11 Gennaio 2011

CAGNI: “Se Totti sta bene può e deve giocare sempre”

CAGNI SU TOTTI – Gigi Cagni è intervenuto nel corso della trasmissione ‘A tutto Campo’ in onda su Radio IES. Ecco le sue opinioni sul Capitano e sulla squadra giallorossa.

Su Totti

“Era importante sentire le parole di Ranieri, lui ha detto di aver sbagliato i tempi. La cosa ha indubbiamente colpito anche me. E’ stato commesso un errore dall’allenatore ma non vedo dove sia la polemica.
In Italia è sempre così, il risultato determina i giudizi. Se Totti avesse segnato in quei tre minuti non credo si sarebbe parlato del minuto in cui è entrato in campo.
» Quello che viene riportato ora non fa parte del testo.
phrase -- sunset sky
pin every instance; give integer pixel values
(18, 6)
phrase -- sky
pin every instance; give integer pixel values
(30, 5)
Bisogna stabilire prima di tutto la condizione psicofisica, se Totti sta bene può e deve giocare sempre. E’ lo stesso discorso che feci a suo tempo a Inzaghi e Zola. A una certa età bisogna puntare a giocare 20-25 partite a stagione al top della forma ed essere determinante piuttosto che puntare sul numero di gare totali.”

Sulla Roma
“Vivere il calcio a Roma e Milano è molto diverso, ci sono pressioni che non si trovano altrove. Queste sono cose che sicuramente influiscono. La Roma quest’anno non ha avuto la continuità per stare al vertice, Ranieri secondo me sta lavorando molto bene. Gli errori che ha commesso Juan possono capitare a tutti i difensori. Quando ci sarà maggior serenità nell’ambiente sono sicuro che le cose andranno meglio. Va calcolato che siamo a Gennaio, in Italia il mercato dura tutto l’anno. C’è sempre movimento e questo impedisce di lavorare nel modo migliore. Non si può avere il mercato aperto tutto l’anno, anche la Federazione dovrebbe far qualcosa in questo senso. Se gli attaccanti rientrano possono giocare tutti e 4 contemporaneamente, se non si sacrificano è difficile farli giocare in più di due alla volta, si prendono troppi rischi. Io ho sempre fatto il 4-3-3 ma avevo gli esterni che si sacrificavano molto. La mentalità di una squadra che vuole vincere deve essere questa. Ad esempio nel Napoli Cavani parte sempre da metà campo, nel Barcellona aggrediscono prima gli attaccanti e poi i centrocampisti e così via. Le grandi squadre possono schierare 3 o 4 attaccanti nelle sfide con le squadre di bassa classifica, ma nei big match bisogna fare attenzione, altrimenti si rischia di prendere parecchi gol.”